Oh, well. I’ll keep you posted ;).
Last night, around the time I went to bed, I kind of laid there like I usually did, remembering things that happened at school, what I was watching on TV, and other stuff. I was also sick with a dryish cold at the time and waiting for the Nyquil to bonk me on the head and make me fall asleep. But as I laid on my back, a thought raced across my mind.
I’m going to be eighteen tomorrow. Holy—
I’d been telling others at school it was my birthday tomorrow, but it just didn’t feel the same as knowing you were going to be eighteen as you were in bed trying to fall asleep. It just wasn’t. These were the last hours I was going to spend as a human being that could contest crimes she did were as a juvenile delinquent. These were the last hours I was going to spend as a girl who couldn’t order things of a TV ad that said “Must be 18 years or older to call”.
As far as U.S. law is concerned, I was officially going to be an adult. All my years of being a child, I presumed, were long and gone.
Or so I thought.
For my birthday party this year, I decided to invite a few friends to join me at a roller skating rink. At first, I thought it would be a great idea—trying something new, daring to be different, laugh at my failures. I thought my bare experience skating at 5 was going to make the party a piece of cake.
How wrong I was.
All types of people and birthday parties were being held. The rink was dark, but the bass was booming on certain tracks. Some of the younger kids, not even half my age, could have been legit professionals. Not one time, in all the slipping and tripping I did, did I fall due to those skates. Yet nearly every time my feet felt like they would give way on the linoleum floor like disobedient dogs, I got nervous. I hated how I felt out of control and kept slipping all over the place, and cried like a baby multiple times. An 18-year-old baby that should’ve learned how to skate before she came here, because she thought wrong in thinking she would be an instant expert. For a good long while I was frustrated that I wasn’t getting the hang of it, and frustrated more at the fact that I was crying at my birthday, and even more frustrated that I was crying and that I didn’t feel good.

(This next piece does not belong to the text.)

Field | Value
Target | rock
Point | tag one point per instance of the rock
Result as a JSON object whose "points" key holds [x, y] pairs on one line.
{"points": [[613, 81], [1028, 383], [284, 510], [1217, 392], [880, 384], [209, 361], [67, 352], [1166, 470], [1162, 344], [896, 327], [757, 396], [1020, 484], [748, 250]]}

But my friends didn’t mind, and I’m very glad they didn’t. Most of them were familiar with ice skating, and so roller skating was a bit of a different animal. It was a challenge for all of us, and I, the girl who has been dubbed “sensitive” and who has self-proclaimed “an aspiring novelist who wears her heart on her sleeve”, took it to heart.
Like I’ve done with nearly everything in life for the past 18 years. That is who I am, and as much as I may have thought otherwise, I wouldn’t change that for the world.
In the midst of all my blubbering and clinging to the rails and walls whenever I could, I met some of the kindest people one could ever meet. They each had different teaching methods about how to skate, which made things a bit confusing, but by the end of the day, I can say that I had gotten better at skating significantly. Not to the point of becoming an expert, but enough to the point where I could almost skate by myself very slowly on the carpeted floor above the rink.
I tried something different, but I didn’t become an expert at it the first time. I got better at it thanks to my friends and the helpful people that I met today, and that’s what really mattered.
After that I returned home, walked into my room, and I stood in silence. In addition to the ear buds I asked for my birthday was an acoustic guitar waiting to be opened in a cardboard box along with a DVD full of instructions and a bunch of other attachments. I was not expecting such a gift, as I already had a banjo I tinkered with occasionally, an old electric MIDI piano (and family piano in the living room), and a recorder (the wind instrument, not the digital device). I mainly use the MIDI keyboard to write music most of the time, so adding this big, black beauty with a very mysterious, bluesy tone was not what I was expecting at all. This isn’t to say, however, I rejected it. In the first few minutes I held it, I zipped my sore thumb up and across the strings, just like I would do with my banjo.
I held new thoughts and feelings about the instrument I once claimed was “overrrated”, “cliched”. Meeting it face-to-face might have been the best thing for a wandering composer trying out new things.
Welcome to the family, my new acoustic guitar. Let’s hope I can make my hands strong enough to dominate your strings. If I cannot, then so be it.
And so, here I am, at the computer, typing to you, having consumed Mexican take-out with my parents, strummed a guitar with my right hand and thumb pressing down all the strings, and skating at a skate rink—all within a marvelous 18th birthday.